24 June 2011

Found "blog" from when blogs didn't exist 2

This dates from 2006-2007 before I moved to London:

"I often enjoy the freedom that comes from a full tank of gas. Thirty dollars spent, but O the possibilities! In my little Saturn, a full tank of generally means about 300 miles of cruising before needing to refill. Usually those miles take me to work and home again, the grocery store, to church, to visit friends, to pick up take out, but every time I see the hand up at F on the gas gauge, I think that maybe this time I'll head out for Saskatchewan or the Mexican border. Not that I could make it to those places on one tank of gas, but once I'm 300 miles into the trip, why not go the other 2000?

"Oftentimes I view life as a full tank of gas.

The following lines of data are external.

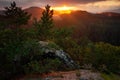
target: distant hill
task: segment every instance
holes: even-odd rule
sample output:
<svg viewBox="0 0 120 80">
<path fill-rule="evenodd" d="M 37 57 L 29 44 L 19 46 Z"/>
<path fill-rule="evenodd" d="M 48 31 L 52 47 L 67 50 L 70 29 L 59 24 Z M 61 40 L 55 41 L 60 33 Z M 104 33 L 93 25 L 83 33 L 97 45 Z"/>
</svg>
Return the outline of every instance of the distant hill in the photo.
<svg viewBox="0 0 120 80">
<path fill-rule="evenodd" d="M 32 18 L 40 19 L 42 16 L 43 9 L 39 7 L 30 7 L 25 9 L 26 12 L 30 13 L 32 15 Z"/>
<path fill-rule="evenodd" d="M 108 10 L 106 12 L 115 12 L 115 13 L 120 13 L 120 8 L 119 9 L 114 9 L 114 10 Z"/>
<path fill-rule="evenodd" d="M 120 20 L 119 13 L 105 12 L 99 14 L 89 13 L 87 11 L 74 11 L 71 14 L 60 15 L 61 20 L 56 20 L 57 26 L 85 26 L 93 23 L 110 20 Z"/>
<path fill-rule="evenodd" d="M 117 17 L 120 18 L 120 13 L 115 13 L 115 12 L 104 12 L 100 13 L 101 15 L 108 16 L 108 17 Z"/>
</svg>

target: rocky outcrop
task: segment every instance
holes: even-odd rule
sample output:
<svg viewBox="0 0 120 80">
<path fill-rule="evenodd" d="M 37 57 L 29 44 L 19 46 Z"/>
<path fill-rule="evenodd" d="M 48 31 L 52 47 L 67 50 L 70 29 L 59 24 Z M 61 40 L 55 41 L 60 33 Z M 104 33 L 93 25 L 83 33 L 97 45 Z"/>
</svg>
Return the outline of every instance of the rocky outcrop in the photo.
<svg viewBox="0 0 120 80">
<path fill-rule="evenodd" d="M 79 68 L 79 66 L 71 59 L 71 57 L 62 49 L 60 49 L 59 46 L 56 45 L 55 43 L 44 42 L 44 41 L 40 41 L 39 43 L 44 52 L 43 56 L 46 56 L 49 58 L 57 57 L 69 68 L 72 68 L 72 69 Z"/>
</svg>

Sure, I could drive toward being the next great novelist, war journalist, PhD candidate or world traveler, but more than likely I'll be a teacher, get married, birth some children and maybe finish grad school, and I definitely wouldn't be alone. Many people I know seem to have "I wish I would have" stories and "I should have instead" dreams that they share with me as we wait in line at the grocery store, the pharmacy or the bank. To use a financial example, it's simply easier to spend $100 in $5 increments ("It's only $5) than it is to slap down $75 on something more valuable. Similarly, it's easier to drive 10 miles to the video store to rent Bridget Jones for the umpteenth time than to drive 40 miles to the beach or state park. By the time we get ourselves ready to launch out on our great excursion, we already need to refuel, we make an excuse, and our very well-intentioned "I'll do it tomorrow" never comes.

"I work in the school system and nothing is so exciting and depressing as working with teenagers. Such dreams! Such potential! So full of promise! Yet it seems that more and more young men are flunking out of school and more girls are getting pregnant and dropping out. College is getting more expensive and I watch as dream after dream burns out like children's eyes when they no longer believe in fairies.

"I don't know if it's bad parenting or video games or increasing laziness or entitlement mixed with early burnout, but teenagers seem to know less and less what they want, who they are, and what they believe in. They don't seem to be able to distinguish between folly and something really worth working for. Whenever I assign any kind of assignment I brace myself, waiting for the withering sighs and unending questions while students calculate exactly how little they can do and still pass. Often I am accused of being too hard on them, of expecting too much; it breaks my heart more so when these remarks come from parents and fellow teachers. But rather than only breaking my heart, it makes me exacerbated; at this rate, the only thing young women will be able to do is impeccably apply lip gloss, (hopefully) avoid pregnancy, and barf themselves into a size zero! Our young men will know the intricacies of street racing and pirating music, but incapable of correctly writing a business letter or maybe even reading an age-appropriate book.

"But worst of all, the imaginations of the next generation seem to be sapped dry. Don't get me wrong, they can be witty if they need to crack off a dirty joke and can design the hippest myspace page around, but ask them to read a book without first viewing the movie or consider a painting and their minds go completely blank. It isn't that kids today are incapable of attention to detail and higher level thinking, it's more that their thinking is wasted on whether or not their bangle earrings are the diameter of their thighs and if their rims light up in unison.

"And the sad thing is that as much as we stare blankly out over these groups of teenagers as if they are rare breeds of mold that spontaneously spawned on our shower curtain, these children and their attitudes and lack of interest and ambition are our fault and our responsibility to change. As much as we would like to look the other way and imagine that these children must have played too many video games, must have had abusive mothers or absent fathers, as much as we want to blame it on lack of structure or religion and feel glad that our children will never be like these spoiled brats--we lie to ourselves because though children are products of their parents' combined sex chromosomes, they will also be a product of the society in which they grow. While we can control the other 1/2 of the genes our children will inherit through mate selection, it takes everyone in a family, town, country and world to change society, the community, the world village that our children will grow up in."




You can totally tell that I was a new and hopeful teacher.... sigh...

1 comment:

  1. I enjoyed your post, and yes you did sound like a new teacher, but we all sound that way and it is never a bad thing to hope for the best for our students. I also wish gas only cost $30 to refuel... Those were the days!